Getting Started

How do I learn a new computer language?

Different people have different styles of learning, different aptitudes, and different backgrounds, so there is no single simple answer to this question. In most cases, however, it involves a gradual process with several simultaneous subprocesses. Think of it as being incremental.

  • Tutorials and books provide organized introductions, and sometimes comprehensive treatments.
  • Modifying working code is a way to plunge in and see how a language works without having to understand all aspects.
  • After some introduction, one starts writing code from scratch.
  • As early as possible, learn how to find the information you need. Browse the official documentation to get an idea of what sorts of information are available, and how to answer specific questions.
  • Learn how to use the “help” facilities from your interactive environment.
  • Learn debugging techniques, from the humble “print” function to use of an actual debugger.
  • Learn how to understand the error messages provided by the language’s compiler or interpreter.
  • Ask questions, get assistance as needed. Don’t waste time stewing in frustration if you don’t know how to solve a problem.
  • Try to understand what is really going on, from the underlying structure of the language to the specific algorithms you are using.

The more thoroughly you know one computer language, the easier it is to learn another. At some time in your career–maybe soon–you will need to be able to at least read, and perhaps modify, code in some other language.

Preliminaries: the command line

For effective scientific computing you will need to become comfortable working on the command line in a terminal. Here are some tutorials:

The first two of these are directed towards Linux, the second two are OSX-specific, but you will see that most of the content is the same; Linux and OSX are patterned after two different dialects of UNIX, and both of them use the same shell, called “bash”, which is the program that interprets your command line inputs.

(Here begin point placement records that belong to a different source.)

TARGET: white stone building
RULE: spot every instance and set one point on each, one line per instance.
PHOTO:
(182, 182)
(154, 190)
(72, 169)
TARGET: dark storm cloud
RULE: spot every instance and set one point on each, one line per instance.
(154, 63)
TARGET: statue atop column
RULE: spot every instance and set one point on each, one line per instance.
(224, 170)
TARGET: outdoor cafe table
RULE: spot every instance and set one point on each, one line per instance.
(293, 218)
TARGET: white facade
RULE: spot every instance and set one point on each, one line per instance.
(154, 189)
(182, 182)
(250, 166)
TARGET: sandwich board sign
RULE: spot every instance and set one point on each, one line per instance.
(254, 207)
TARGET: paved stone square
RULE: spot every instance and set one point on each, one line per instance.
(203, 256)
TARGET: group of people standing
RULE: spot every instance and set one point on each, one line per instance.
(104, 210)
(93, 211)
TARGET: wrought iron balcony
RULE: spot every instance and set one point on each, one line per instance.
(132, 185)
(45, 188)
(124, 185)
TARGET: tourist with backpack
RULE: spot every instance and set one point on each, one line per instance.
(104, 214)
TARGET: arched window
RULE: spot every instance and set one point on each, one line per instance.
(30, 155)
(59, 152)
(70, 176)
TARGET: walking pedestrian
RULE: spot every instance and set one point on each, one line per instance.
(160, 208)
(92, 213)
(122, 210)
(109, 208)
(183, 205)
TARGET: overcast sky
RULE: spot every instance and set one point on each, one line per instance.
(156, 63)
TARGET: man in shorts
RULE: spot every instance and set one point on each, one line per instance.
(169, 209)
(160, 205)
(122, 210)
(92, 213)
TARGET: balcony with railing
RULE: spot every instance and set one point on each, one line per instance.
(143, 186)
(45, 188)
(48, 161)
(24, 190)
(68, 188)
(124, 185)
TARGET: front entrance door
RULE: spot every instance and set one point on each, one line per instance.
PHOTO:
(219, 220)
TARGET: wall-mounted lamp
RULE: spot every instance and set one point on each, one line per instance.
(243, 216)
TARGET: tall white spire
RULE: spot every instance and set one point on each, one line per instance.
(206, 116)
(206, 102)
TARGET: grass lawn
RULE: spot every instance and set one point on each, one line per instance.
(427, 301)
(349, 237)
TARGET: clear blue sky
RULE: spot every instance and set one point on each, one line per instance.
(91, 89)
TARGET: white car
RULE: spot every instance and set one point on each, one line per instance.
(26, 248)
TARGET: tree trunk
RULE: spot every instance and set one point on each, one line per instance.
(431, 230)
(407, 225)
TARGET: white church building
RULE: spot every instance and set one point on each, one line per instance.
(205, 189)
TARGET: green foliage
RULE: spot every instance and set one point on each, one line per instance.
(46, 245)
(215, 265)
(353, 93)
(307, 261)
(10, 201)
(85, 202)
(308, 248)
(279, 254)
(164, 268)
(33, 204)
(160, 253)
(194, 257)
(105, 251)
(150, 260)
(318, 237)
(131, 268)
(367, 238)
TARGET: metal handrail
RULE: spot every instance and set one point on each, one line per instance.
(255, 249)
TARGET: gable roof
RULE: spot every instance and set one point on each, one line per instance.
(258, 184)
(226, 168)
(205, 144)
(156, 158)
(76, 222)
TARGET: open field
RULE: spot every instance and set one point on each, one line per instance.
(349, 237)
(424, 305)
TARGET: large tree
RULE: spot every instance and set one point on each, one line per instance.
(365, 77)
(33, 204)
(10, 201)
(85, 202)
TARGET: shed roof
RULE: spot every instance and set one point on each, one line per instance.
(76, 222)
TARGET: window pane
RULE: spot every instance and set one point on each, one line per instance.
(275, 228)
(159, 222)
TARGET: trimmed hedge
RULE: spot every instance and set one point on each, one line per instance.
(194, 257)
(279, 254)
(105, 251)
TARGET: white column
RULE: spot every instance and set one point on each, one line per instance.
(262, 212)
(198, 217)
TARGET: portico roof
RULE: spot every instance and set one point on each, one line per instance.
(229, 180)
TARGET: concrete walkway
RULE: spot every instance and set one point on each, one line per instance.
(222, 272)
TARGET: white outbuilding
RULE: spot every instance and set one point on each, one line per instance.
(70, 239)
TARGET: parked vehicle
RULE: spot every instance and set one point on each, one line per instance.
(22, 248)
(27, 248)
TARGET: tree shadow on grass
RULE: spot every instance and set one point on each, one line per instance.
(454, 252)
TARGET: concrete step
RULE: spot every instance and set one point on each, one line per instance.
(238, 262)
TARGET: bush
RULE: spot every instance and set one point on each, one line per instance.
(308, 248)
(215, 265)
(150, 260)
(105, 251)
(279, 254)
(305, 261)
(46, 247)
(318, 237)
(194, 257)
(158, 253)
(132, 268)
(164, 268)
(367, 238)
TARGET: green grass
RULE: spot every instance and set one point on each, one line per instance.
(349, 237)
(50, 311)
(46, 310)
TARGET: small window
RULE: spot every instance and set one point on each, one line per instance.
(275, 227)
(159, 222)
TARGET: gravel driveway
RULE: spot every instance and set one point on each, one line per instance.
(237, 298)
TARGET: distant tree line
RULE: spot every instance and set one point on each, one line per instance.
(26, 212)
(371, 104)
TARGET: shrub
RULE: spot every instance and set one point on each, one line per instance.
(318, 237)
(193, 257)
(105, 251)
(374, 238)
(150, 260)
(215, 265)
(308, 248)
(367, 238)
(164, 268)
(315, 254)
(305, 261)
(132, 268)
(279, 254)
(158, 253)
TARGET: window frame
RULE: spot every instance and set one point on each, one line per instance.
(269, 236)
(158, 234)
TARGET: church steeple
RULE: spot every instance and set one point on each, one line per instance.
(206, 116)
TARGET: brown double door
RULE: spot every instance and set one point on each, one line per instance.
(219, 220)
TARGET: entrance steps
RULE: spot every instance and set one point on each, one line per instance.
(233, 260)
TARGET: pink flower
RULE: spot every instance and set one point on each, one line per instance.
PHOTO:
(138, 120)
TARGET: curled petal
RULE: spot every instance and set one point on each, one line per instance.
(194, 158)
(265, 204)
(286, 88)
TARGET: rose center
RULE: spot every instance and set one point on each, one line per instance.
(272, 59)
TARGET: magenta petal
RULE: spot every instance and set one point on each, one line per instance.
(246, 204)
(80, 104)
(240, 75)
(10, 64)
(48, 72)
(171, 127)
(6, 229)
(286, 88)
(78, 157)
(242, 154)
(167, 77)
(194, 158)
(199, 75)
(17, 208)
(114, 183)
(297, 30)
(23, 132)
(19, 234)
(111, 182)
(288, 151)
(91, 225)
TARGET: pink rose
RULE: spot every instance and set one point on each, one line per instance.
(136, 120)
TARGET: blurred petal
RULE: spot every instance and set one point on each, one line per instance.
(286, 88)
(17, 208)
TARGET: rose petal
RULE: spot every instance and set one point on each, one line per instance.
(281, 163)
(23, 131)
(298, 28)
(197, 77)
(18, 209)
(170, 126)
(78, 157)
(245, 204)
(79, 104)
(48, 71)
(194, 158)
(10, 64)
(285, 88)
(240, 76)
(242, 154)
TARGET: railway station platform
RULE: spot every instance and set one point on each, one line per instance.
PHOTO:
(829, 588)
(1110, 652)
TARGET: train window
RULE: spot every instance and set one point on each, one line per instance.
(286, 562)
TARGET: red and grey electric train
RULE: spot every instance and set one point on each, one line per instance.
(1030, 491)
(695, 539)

If you find better tutorials, or if these are not helpful, let me know.

Getting started with Python

There are many online tutorials, as you will see if you google “scientific python tutorials”. Try it. If you find one that seems particularly useful, let me know, and perhaps I will add a link. Based on a very quick perusal, I think the scipy lecture notes might be helpful, as they are much more comprehensive than what I have assembled for this course web page. For the Python language itself, take a look at the original Python tutorial. Parts might be hard to understand without a computer science background, but nevertheless it provides a nice overview. You can execute its examples by typing them in a plain ipython session, or in a jupyter notebook.

In addition to online materials, a recent book appears to be a good supplementary resource for this course: Effective Computation in Physics. Don’t be put off by the “Physics” in the title; the book’s contents are suitable for anyone taking this course.

We will use a combination of text on this web site with links to Jupyter notebooks. You should download each notebook and run it. Use it interactively to experiment and expand upon the examples.

The Jupyter Notebook

We will assume that you can run the Jupyter Notebook. Invoke it from the command line in a terminal window using:

jupyter notebook

Most of the notebook functionality is easily discoverable via the menus and toolbar; I will give only a quick and partial introduction here.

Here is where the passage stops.